Toward better ways of measuring school climate

The limitations of the existing school climate surveys should come as no surprise, given how new most of these tools are.

Twenty years ago, with the passage of the No Child Left Behind Act (NCLB), a “good school” came to be defined mainly by its performance on accountability metrics, especially the scores its students received on standardized reading and math tests. Ever since then, critics have decried this narrow focus on academic achievement (in just a couple of subjects, no less), arguing that a school shouldn’t be deemed successful unless it also helps young people become healthy and well-rounded individuals, active citizens, and responsible members of the community. Moreover, a fast-growing body of research has shown that focusing on social-emotional learning, civic education, and other goals doesn’t take anything away from academic learning. To the contrary, when educators create a school climate in which students feel safe, supported, and connected to their classmates and teachers, those students become more likely to succeed academically (Melnick, Cook-Harvey, & Darling-Hammond, 2017; National Commission on Social, Emotional, and Academic Development, 2019).

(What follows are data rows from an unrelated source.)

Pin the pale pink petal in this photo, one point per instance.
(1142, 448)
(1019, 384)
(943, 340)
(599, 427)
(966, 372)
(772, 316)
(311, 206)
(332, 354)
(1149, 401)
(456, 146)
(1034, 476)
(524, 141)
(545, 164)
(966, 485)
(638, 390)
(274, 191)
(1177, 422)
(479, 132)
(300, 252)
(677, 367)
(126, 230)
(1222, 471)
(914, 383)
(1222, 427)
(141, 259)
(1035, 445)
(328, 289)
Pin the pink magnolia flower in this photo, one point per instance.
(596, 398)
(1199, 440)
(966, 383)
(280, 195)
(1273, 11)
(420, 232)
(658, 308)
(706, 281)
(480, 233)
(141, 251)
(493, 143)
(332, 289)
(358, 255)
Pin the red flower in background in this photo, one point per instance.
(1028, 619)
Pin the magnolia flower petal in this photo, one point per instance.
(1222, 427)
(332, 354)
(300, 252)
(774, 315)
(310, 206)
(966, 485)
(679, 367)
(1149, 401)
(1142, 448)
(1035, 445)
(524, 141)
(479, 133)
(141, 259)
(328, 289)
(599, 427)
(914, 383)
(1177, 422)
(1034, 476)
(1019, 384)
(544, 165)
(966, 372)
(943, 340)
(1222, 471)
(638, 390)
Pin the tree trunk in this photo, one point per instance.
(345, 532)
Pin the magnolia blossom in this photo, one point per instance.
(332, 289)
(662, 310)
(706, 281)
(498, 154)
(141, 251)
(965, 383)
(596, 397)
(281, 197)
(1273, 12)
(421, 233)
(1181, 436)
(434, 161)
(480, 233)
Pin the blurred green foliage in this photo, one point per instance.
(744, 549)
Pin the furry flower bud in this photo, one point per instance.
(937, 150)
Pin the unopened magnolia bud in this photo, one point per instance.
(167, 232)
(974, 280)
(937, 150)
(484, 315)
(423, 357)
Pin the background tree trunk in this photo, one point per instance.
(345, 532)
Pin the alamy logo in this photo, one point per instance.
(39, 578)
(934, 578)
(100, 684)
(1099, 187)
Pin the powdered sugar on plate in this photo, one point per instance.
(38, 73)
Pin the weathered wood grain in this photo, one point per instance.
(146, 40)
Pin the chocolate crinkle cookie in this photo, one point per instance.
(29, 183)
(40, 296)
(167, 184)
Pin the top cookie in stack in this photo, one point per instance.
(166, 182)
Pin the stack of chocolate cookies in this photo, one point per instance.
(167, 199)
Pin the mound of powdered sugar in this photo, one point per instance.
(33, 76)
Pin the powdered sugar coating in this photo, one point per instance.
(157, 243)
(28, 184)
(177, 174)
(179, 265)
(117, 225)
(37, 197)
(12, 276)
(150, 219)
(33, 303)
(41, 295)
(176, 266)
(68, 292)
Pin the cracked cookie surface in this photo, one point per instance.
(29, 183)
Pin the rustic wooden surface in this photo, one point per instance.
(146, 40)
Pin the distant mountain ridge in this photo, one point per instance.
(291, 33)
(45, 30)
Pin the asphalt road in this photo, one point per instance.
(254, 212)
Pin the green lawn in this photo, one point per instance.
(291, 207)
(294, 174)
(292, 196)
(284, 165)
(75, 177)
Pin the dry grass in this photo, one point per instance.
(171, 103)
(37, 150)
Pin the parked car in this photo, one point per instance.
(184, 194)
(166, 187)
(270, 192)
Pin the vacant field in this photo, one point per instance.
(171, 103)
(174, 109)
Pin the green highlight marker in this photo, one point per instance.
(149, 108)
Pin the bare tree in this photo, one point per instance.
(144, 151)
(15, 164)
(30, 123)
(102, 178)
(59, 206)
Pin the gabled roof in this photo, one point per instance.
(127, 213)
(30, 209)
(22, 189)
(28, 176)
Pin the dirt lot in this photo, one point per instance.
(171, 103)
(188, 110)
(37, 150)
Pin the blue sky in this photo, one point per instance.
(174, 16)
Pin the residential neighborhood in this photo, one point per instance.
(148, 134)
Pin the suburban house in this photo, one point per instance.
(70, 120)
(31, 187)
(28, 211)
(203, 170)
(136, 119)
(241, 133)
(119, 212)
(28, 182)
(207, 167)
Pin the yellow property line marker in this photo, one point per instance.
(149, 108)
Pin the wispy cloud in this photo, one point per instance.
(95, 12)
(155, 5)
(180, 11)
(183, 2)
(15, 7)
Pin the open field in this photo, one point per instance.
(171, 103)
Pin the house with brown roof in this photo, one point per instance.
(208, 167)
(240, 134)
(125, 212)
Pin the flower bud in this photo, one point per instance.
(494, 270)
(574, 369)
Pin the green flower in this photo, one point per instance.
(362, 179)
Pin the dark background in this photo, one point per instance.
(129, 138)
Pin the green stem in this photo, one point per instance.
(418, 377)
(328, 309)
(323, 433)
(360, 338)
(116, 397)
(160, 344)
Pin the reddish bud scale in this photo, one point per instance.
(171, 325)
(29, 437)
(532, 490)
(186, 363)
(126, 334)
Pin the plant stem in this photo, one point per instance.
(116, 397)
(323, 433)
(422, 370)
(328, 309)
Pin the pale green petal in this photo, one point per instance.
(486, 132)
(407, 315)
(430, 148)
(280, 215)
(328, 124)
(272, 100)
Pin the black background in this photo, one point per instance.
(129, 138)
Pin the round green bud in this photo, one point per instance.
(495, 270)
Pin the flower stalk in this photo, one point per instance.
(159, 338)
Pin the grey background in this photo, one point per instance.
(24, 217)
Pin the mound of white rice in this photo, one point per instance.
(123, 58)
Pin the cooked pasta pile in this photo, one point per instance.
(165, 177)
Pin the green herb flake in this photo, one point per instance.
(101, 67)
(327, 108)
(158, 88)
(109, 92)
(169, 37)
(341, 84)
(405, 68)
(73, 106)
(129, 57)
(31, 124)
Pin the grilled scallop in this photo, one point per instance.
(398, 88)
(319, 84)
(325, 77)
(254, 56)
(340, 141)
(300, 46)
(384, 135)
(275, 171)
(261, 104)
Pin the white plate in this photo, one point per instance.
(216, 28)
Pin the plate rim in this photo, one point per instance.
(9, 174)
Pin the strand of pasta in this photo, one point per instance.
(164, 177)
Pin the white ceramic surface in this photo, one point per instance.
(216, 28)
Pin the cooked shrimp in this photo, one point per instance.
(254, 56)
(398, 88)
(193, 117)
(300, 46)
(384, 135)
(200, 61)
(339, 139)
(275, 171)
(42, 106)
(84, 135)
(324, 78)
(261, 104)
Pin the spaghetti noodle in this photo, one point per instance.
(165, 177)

Informed by such criticism, the Every Student Succeeds Act (ESSA), which replaced NCLB in 2015, requires states to use a somewhat more expansive definition of school quality (Buckley et al., 2017; Temkin & Harper, 2017). Under ESSA, states must hold schools accountable for students’ proficiency in reading and math, their English language proficiency, the amount of progress they make in those areas, and (in the case of high schools) their graduation rates. But states must also hold schools accountable for their performance on at least one School Quality/Student Success Indicator (SQSS) — a “fifth indicator” of the state’s choosing that shows how schools have performed in another “nonacademic” area. For example, the SQSS could focus on the extent to which schools improve student attendance, engage students in learning, provide a safe and supportive learning environment, or pursue some other goal, as long as the indicator is consistent and measurable, allowing the state to compare schools’ performance and track their progress over time.

Currently, there exist no standardized measures with which to assess school quality in these broader ways.

Herein lies the problem: Currently, there exist no standardized measures with which to assess school quality in these broader ways. This has created a real conundrum for states, which have struggled to identify nonacademic measures that are reliable and valid (meaning that they actually measure what they claim to measure).

When states submitted their initial ESSA plans to the U.S. Department of Education for approval in 2017, six of them included a school climate measure as part of their SQSS — that is, they planned to use a tool, such as a survey, that would show how supportive, safe, and engaging the school environment is for students (Temkin & Harper, 2017). An additional six states indicated they were still exploring such measures but did not commit to using them. And others discussed school climate surveys in other sections of their plans. We saw that as a promising sign of state and local policy makers’ growing recognition of just how important it is to ensure that our public schools don’t just focus on a narrow set of academic goals but enable children to flourish in all sorts of ways.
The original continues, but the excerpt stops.